(a cura di Matteo Toson) Nel pieno delle discussioni su smart working, congestione alle frontiere e futuro della mobilità, arriva l’ennesimo dato che conferma ciò che ogni mattina vediamo (e respiriamo) lungo i valichi del Varesotto: il 65% delle persone che attraversano il confine sono pendolari.
La survey riportata dalla RSI, pur su un campione limitato, fa eco a quanto emerso in numerosi progetti istituzionali, da Smart Border Luino a SMISTO, GovernaTiVa, Switch, UnDueTresa, fino ai più recenti SMILE e Blutresa.
Progetti che raccontano un’unica realtà: chi può, evita di muoversi con il trasporto pubblico. E non per pigrizia, ma perché l’attuale sistema è ancora troppo lontano da una mobilità comoda, condivisa ed efficiente.

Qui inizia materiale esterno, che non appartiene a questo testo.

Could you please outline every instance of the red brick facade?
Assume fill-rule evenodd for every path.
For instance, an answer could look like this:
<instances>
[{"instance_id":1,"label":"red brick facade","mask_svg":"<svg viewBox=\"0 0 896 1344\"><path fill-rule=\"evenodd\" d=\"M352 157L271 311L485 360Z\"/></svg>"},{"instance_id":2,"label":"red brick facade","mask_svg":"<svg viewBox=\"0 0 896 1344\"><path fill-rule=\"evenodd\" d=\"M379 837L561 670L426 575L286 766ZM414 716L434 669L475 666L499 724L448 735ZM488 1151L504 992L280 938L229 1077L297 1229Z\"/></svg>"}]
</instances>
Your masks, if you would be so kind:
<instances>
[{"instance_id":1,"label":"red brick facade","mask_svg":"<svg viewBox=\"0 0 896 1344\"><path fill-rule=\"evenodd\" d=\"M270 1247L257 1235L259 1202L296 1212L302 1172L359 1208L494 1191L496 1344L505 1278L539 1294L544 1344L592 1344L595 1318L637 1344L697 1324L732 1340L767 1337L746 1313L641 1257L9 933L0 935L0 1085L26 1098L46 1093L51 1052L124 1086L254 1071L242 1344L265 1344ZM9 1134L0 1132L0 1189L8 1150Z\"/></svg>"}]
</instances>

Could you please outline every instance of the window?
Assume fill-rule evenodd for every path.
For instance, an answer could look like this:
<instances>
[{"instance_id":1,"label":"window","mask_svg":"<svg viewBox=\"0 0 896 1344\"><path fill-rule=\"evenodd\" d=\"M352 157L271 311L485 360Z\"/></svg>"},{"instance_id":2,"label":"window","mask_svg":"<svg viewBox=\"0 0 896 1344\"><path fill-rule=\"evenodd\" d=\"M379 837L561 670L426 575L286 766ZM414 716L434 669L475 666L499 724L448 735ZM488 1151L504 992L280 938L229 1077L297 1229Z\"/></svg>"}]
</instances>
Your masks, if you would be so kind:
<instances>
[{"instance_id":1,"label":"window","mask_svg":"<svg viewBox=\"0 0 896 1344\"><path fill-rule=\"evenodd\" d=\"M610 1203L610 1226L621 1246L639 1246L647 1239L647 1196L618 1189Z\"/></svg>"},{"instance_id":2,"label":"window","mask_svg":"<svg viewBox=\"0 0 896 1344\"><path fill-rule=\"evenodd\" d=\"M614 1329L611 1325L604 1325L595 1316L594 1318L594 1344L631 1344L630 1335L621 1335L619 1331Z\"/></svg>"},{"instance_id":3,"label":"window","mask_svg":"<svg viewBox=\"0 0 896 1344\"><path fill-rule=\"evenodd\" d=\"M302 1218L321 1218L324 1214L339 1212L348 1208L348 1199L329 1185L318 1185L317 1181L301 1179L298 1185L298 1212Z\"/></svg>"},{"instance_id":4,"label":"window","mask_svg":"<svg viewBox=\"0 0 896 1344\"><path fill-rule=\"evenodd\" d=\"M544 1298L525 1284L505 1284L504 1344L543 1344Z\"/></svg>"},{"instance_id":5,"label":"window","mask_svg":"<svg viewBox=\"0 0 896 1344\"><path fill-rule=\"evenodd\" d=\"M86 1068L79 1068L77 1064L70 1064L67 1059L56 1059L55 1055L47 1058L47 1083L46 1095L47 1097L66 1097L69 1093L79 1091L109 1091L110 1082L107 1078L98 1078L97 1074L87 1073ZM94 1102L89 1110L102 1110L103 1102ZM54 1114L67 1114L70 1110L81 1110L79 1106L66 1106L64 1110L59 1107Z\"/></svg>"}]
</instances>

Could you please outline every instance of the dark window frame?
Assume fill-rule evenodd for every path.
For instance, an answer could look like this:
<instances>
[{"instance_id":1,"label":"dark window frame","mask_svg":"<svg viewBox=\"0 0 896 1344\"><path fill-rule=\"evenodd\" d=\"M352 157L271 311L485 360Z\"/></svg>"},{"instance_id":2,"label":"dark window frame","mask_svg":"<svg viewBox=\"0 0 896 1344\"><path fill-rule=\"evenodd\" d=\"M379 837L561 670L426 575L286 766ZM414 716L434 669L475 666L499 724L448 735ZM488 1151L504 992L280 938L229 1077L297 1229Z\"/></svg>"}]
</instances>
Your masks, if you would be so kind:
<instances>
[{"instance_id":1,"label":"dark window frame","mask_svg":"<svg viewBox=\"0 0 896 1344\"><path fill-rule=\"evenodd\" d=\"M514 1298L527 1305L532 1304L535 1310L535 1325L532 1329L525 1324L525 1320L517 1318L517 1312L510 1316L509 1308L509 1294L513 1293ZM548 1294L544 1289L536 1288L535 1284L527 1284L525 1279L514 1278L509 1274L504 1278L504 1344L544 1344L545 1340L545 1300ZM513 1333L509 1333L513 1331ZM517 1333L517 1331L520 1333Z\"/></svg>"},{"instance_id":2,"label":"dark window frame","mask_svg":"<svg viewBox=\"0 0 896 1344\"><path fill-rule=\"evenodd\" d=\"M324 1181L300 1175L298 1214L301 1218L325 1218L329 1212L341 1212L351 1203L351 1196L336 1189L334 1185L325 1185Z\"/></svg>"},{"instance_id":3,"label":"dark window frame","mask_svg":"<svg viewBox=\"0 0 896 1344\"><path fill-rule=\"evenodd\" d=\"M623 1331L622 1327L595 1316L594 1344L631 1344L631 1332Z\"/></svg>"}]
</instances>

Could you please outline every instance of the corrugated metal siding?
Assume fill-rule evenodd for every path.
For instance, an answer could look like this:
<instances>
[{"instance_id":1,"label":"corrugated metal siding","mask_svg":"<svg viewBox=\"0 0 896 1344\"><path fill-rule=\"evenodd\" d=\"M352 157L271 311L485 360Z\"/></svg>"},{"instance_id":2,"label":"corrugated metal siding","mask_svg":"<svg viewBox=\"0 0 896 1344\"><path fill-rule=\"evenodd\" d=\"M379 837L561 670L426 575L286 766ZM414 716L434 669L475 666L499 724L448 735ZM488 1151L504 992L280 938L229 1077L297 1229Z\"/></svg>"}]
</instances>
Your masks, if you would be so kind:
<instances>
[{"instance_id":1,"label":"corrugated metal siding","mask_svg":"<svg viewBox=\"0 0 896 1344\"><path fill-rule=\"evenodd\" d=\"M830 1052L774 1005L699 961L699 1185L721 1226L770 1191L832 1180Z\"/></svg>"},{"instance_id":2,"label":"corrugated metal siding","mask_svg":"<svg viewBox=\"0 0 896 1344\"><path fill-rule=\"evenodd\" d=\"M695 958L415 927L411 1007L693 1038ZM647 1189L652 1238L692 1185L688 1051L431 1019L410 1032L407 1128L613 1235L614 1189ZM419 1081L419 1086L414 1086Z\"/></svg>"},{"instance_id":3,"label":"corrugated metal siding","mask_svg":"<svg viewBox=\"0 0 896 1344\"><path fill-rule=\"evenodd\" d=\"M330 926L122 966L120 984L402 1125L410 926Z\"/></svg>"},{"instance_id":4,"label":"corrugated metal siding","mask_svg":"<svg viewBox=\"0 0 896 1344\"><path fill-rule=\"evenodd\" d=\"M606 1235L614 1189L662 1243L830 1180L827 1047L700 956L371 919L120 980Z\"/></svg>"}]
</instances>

Telelavoro: perché in Francia sì e in Italia no?
Uno dei temi più dibattuti è quello del telelavoro per i frontalieri, oggi limitato al 25% per chi lavora in Svizzera. Una misura tutta italiana, legata a una logica fiscale ormai anacronistica, che penalizza i lavoratori rispetto ai colleghi al confine con la Francia (dove il limite è il 40%). Un paradosso: si chiede sostenibilità, ma si impone la presenza fisica per convenienza tributaria.
Abitudini, comfort zone e 3 ore di viaggio al giorno
I dati dei progetti Interreg parlano chiaro: i lavoratori pendolari tra Italia e Canton Ticino spendono tra le 2 e le 3 ore al giorno in viaggio. Un salasso in termini di stress, produttività e qualità della vita.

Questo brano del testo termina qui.